第14話

 奇しくもこれを書いている4月7日は、鉄腕アトムの誕生日です。2003年生まれなので、2019年の今日は16歳になってるんですね。


「あれから30年」と言うと、綾小路きみまろのセリフになるけど、まさにあれから30年。当時21歳だった私も、51歳になりました。あの頃父親から言われて、ムカついたけど言い返せなかった言葉の数々を、自分の息子に向けて言う羽目になってます。なぜ子供は親の悪い所ばかり似るのだろうか。おそらく永遠の謎なのでしょう。


 平成初めの自分個人の話をしますと、大切にしていた人の繋がりを自分の不始末でぶち壊してしまいました。詳細は、申し訳ないですが差し控えさせていただきます。男にとっては勲章と思う人も多い内容ですが、同様に女性には傷であると考える方も多数いるわけでして、語る訳には参りません。


 とにかく、これはかなりこたえました。

 何かを読んでも、何かに気づいても、一緒に喜んでくれる人たちはもういない。彼らとの繋がりを自分で壊してしまったわけで、毎日が砂を噛むような思いでした。

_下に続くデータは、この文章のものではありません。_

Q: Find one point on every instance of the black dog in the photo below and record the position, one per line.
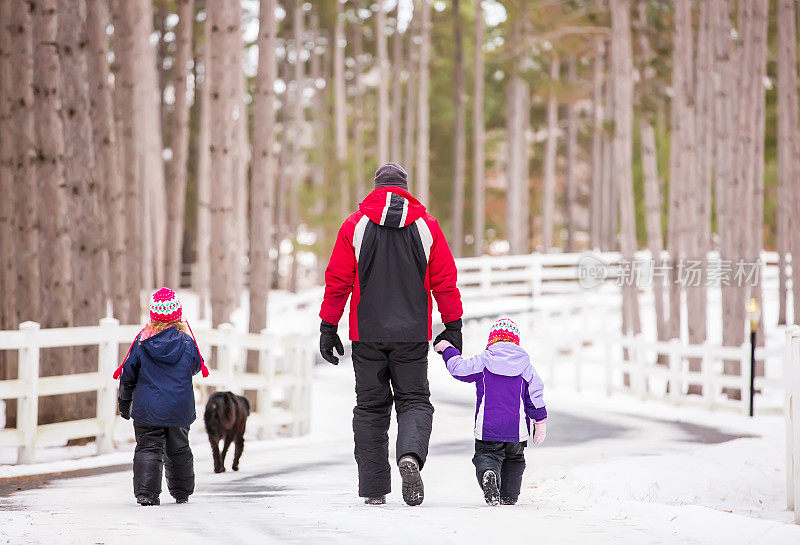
(226, 417)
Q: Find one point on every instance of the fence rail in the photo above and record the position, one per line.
(282, 381)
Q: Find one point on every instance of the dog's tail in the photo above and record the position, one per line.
(229, 411)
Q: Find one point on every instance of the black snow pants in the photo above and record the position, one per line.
(156, 446)
(387, 372)
(506, 459)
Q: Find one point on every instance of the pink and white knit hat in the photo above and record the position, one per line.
(165, 306)
(504, 330)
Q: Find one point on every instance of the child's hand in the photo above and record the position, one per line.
(441, 345)
(540, 432)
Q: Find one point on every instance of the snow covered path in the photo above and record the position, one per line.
(611, 471)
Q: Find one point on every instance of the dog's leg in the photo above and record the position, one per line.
(237, 453)
(219, 467)
(227, 444)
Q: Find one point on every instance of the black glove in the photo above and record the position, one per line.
(451, 334)
(125, 409)
(328, 340)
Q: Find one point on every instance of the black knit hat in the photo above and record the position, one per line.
(391, 174)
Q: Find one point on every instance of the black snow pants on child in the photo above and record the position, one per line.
(387, 372)
(506, 459)
(156, 446)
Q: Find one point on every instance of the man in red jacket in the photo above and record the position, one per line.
(388, 258)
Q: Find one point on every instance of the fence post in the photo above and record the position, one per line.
(28, 404)
(675, 364)
(107, 353)
(744, 376)
(225, 357)
(266, 368)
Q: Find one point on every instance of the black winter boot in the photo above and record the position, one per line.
(147, 500)
(491, 492)
(413, 489)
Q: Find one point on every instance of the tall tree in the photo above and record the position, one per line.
(479, 135)
(340, 109)
(124, 16)
(397, 88)
(622, 63)
(262, 204)
(572, 149)
(384, 113)
(225, 19)
(423, 113)
(548, 197)
(202, 278)
(597, 142)
(411, 63)
(85, 189)
(21, 119)
(460, 129)
(176, 183)
(104, 131)
(788, 154)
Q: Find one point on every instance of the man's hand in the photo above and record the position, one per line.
(540, 432)
(451, 334)
(125, 409)
(441, 346)
(328, 340)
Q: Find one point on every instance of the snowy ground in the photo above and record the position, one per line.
(611, 471)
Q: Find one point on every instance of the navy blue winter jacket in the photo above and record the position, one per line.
(158, 377)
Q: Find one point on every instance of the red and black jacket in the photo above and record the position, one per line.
(391, 255)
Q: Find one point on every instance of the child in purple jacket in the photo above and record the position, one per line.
(509, 397)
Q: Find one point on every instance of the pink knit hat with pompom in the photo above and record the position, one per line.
(504, 330)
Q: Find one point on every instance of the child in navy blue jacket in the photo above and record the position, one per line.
(157, 380)
(509, 400)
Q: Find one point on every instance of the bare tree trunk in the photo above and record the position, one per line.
(383, 83)
(397, 88)
(788, 155)
(597, 143)
(548, 197)
(608, 203)
(298, 120)
(623, 163)
(652, 195)
(340, 110)
(411, 63)
(176, 183)
(21, 120)
(54, 211)
(124, 15)
(8, 264)
(225, 20)
(106, 155)
(358, 124)
(479, 136)
(460, 144)
(682, 187)
(423, 115)
(572, 145)
(202, 280)
(263, 183)
(79, 163)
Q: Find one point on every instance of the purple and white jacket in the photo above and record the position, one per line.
(509, 391)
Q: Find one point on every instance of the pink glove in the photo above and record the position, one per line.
(441, 345)
(540, 432)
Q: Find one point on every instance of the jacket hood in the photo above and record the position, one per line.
(167, 346)
(391, 207)
(507, 359)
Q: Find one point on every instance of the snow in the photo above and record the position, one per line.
(612, 470)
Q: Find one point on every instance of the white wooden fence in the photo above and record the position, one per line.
(791, 369)
(282, 382)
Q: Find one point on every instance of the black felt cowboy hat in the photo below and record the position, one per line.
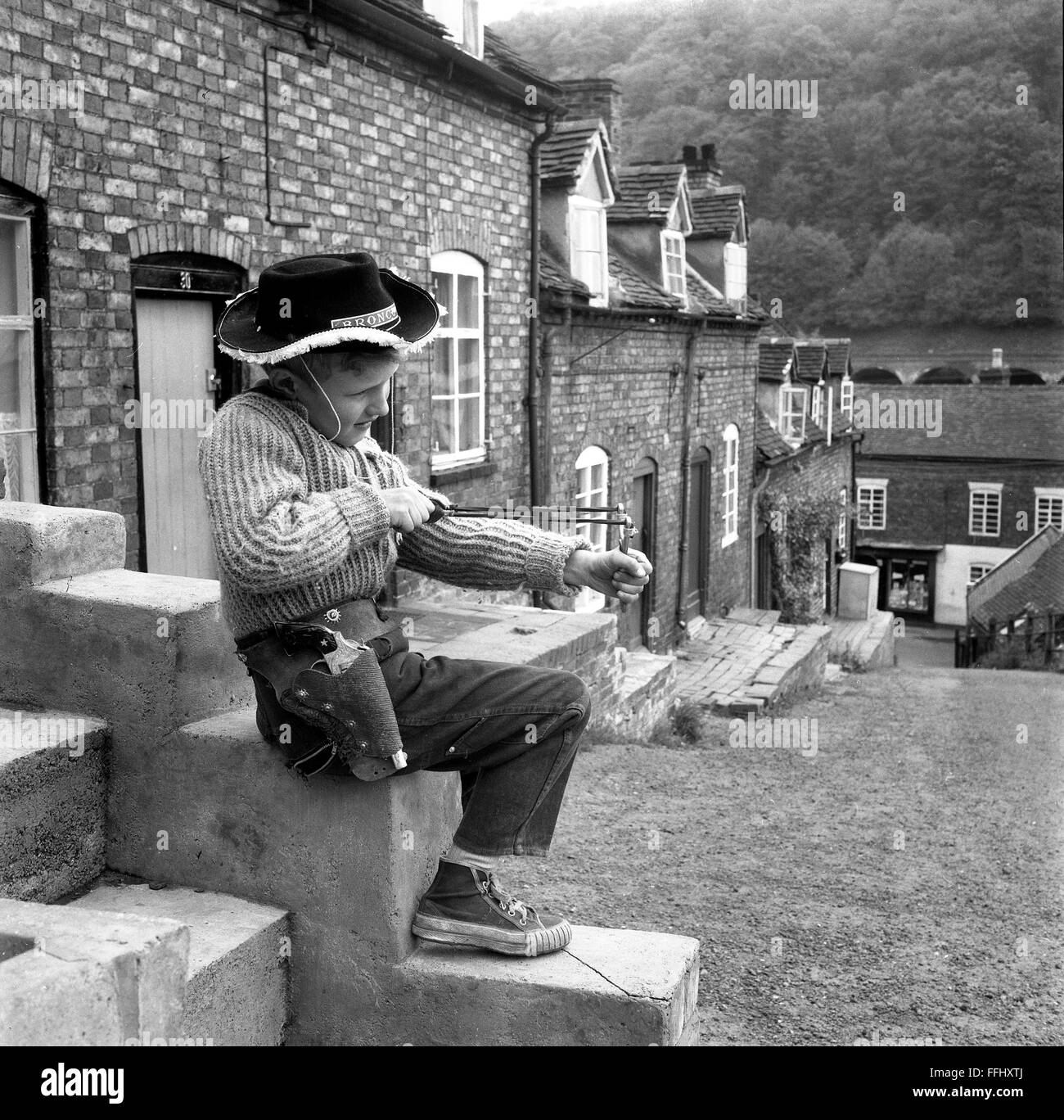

 病気のために献血も臓器移植もできない。自分が生まれてきた意味を見つけられない。病気だけでなく、自分の弱さから他人に頼り傷つけ人間関係を壊してしまう。

 もう、傷つくのも傷つけるのも御免だ。

 しかし、何とかしたくても何もできない。どうせ身体が弱いんだし……。


「彼自身、長いことそう思ってきた。生まれてくるべきではなかった、と。それが、どうせ生まれてきたなら可能なかぎり、というように変化したのはいつのころからであったろうか。」

(「銀河英雄伝説 風雲篇」より)


 最初の入院が1988年(昭和63年)の11月半ばから12月末までで、この間に少年サンデーで「拳児」が始まります。面白くて夢中になって読みました。そして大学1年生になった翌年の夏の入院中、病室に大量に持ち込んで読みまくっていた本がC・W・ニコルのエッセイでした。そこに出てくるセンセイ・カナザワと「拳児」の高山双八がイコールだと、しばらくして気づいたのですが、驚きましたね。

 自分を変えたい私がすがる思いで入門する先は、必然的にセンセイ・カナザワの国際松濤館になりました。担当医からの許可が出るまでに最後の退院から1年以上かかりましたが。


 私より前の世代だと梶原一騎の影響から空手やボクシングなどを始めた人が多いわけですし、ドカベン読んで野球始めた人も山のようにいます。キャプテン翼からサッカー始めた少年は世界中にいたりします。「ヒカルの碁」も「刀剣乱舞」も、読む側から一歩踏み出す人を大量に生み出しました。「風の谷のナウシカ」を観て、実際に人が乗れて空を飛べるメーヴェを作った人までいます。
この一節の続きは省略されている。